New Census Shows Income Inequality in Red vs. Blue States — and Just How Hypocritical Democrats Are
How many decades has the Democrat Party railed against “rich people,” or accused the Republican Party of being the “party of the rich,” while calling themselves “the party of the working class”? Remember Barack Obama’s ridiculous admonishment that upper-income Americans need to pay their “fair share“? Remember also how Democrats never tell us when that “fair share” is enough?
Just one problem. According to a statistical regression analysis of Census data by Daily Wire, the more liberal a state, the more likely it is to be home to income inequality. Oopsie, Democrats.
Here’s more, via Daily Wire:
New York, Connecticut, and California had the biggest gulf between rich and poor, according to a Census Bureau yardstick called the Gini Index that measures how far an area is from “perfect equality (where everyone receives an equal share).” Utah, Indiana, and South Dakota had the least inequality. The Census Bureau’s detailed annual population study, the American Community Survey, was released on September 15, and covered 2021.
Democrat talk is cheap. While the party emphasizes “income gaps” between upper-class, and lower- and middle-class people — now promoted by the left as “equity” (wealth redistribution) — Daily Wire’s analysis reveals data and facts that fly in the face of the left’s narrative.
Conservative political consultant David Gordon told Daily Wire:
This shows that all of the things that [Democrats] complain about actually come from Democrat policies. When they complain about poor outcomes for blacks, for example, that is primarily in the areas where they have governed for generations, to catastrophic effect.
Democrat President Lyndon Johnson’s disastrous 1964 “War on Poverty” (Welfare) program remains the best example of Gordon’s point. Sixty years later, much of black, urban America has become an abject failure, resulting in skyrocketing violent crime and rampant gang activity.

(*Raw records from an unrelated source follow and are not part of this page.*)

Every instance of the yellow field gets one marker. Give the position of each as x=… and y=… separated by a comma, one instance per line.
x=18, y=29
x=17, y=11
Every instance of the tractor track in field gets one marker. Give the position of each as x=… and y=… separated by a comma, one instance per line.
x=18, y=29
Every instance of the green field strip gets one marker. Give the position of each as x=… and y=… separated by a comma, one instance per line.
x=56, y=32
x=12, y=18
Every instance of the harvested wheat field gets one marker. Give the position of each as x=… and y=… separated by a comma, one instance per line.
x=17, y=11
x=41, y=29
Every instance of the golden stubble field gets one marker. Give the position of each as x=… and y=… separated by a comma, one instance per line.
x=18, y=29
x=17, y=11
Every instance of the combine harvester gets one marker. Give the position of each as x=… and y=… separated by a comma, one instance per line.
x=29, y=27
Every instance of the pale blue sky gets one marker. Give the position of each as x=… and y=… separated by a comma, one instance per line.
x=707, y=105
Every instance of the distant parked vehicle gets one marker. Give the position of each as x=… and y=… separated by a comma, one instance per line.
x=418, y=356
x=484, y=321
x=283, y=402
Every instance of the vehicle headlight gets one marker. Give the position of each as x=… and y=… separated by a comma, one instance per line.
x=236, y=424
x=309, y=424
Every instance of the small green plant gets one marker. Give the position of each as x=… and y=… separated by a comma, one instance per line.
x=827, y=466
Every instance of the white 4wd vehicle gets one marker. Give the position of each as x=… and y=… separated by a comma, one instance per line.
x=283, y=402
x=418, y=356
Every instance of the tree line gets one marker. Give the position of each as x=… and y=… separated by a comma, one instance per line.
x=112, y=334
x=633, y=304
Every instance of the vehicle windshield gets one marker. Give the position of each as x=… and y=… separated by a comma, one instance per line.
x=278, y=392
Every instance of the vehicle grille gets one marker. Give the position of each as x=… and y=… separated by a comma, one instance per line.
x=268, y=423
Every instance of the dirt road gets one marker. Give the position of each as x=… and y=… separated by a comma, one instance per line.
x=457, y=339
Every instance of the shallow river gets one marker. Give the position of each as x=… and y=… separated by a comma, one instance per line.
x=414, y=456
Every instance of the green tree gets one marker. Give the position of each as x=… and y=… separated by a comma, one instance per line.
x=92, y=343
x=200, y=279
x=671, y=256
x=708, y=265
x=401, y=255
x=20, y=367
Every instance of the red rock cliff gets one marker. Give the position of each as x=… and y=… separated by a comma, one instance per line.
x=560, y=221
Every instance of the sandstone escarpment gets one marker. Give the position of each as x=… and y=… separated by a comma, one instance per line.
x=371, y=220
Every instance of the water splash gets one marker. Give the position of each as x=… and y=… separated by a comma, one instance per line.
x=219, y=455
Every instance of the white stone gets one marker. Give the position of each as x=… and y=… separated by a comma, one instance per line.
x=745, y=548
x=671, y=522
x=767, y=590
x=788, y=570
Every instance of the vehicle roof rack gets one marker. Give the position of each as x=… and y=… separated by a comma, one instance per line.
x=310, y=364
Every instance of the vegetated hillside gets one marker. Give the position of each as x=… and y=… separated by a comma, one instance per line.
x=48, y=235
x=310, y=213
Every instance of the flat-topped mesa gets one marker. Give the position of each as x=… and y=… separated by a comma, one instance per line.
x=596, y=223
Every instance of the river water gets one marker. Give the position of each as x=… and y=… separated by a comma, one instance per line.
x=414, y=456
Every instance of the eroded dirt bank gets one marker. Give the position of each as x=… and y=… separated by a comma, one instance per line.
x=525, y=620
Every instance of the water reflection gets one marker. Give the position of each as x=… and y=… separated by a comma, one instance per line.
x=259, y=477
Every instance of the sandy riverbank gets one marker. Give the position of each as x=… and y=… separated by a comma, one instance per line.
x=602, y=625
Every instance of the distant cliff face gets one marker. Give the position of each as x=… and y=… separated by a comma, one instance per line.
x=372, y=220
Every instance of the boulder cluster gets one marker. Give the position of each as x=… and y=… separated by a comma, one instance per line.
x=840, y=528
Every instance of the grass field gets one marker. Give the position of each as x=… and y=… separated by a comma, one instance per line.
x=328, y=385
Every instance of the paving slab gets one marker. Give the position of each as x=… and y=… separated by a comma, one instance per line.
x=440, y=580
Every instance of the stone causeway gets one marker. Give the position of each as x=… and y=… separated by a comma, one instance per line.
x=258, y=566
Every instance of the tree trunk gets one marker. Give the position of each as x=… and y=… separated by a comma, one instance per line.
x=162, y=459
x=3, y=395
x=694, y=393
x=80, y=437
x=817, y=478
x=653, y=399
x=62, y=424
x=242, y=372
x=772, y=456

The Daily Wire analysis focused on the 10 most liberal and 10 most conservative states by selecting those where one party controls both the legislature and governor’s mansion, then ordering them by the share of state legislature seats controlled by that party:
Hawaii was the most liberal state, with 93% Democrats in its legislature, but it was excluded because it is not part of the mainland and is subject to unique economic forces. That left Rhode Island, with an 87%-Democrat legislature, as the most Democratic state, followed by California, New York, and Delaware. The most conservative state was South Dakota, with a 90%-Republican legislature, followed by Wyoming, North Dakota, and Idaho.
The analysis also compared income gaps between races, including Hispanics; in terms of median income, Rhode Island, New York, and Connecticut had the largest gap between whites and Hispanics. Six of the 10 blue states analyzed had larger income gaps between foreign-born residents and whites than in every red state.
And, then these glaring differences:
In California, the average foreign-born resident made only a third of what native-born Californians earned. By contrast, in Idaho, the average black resident made 85% as much as the average white person, the closest thing to racial equity of any state. In Indiana, Hispanics made close to 90% as much as whites.
Who knew? Oh, wait — California continues to import as many illegal aliens as possible and welcomes homeless people in droves. You don’t suppose that has anything to do with the no-longer Golden State’s income gap, do you? Rhetorical question.
As I suggested earlier, the Democrat narrative has long been that red states are more impoverished – which the Census’ main poverty measure clearly shows is highly misleading because, as Daily Wire noted, the Census does not adjust for an area’s cost-of-living, and instead sets a uniform dollar amount as the poverty line for every family of a given size, making it useless. Needless to say, the cost of living in New York City and San Francisco, for example, is substantially higher than in rural Alabama or Georgia.
Moreover, the analysis determined, while median incomes are higher in the 10 measured blue states, rent and home prices are also substantially higher than in red states. Families of every race in red states are more likely than those in blue states to own their own homes vs. renting.
Finally, despite liberals touting the wonders of public education and teachers unions vs. private education, you guessed it: the more liberal a state, the higher percentage of children attend private schools.
The extensive analysis further validates what we’ve known about Democrats for decades, particularly liberal elites: what’s good for thee is not good for me. Imagine that.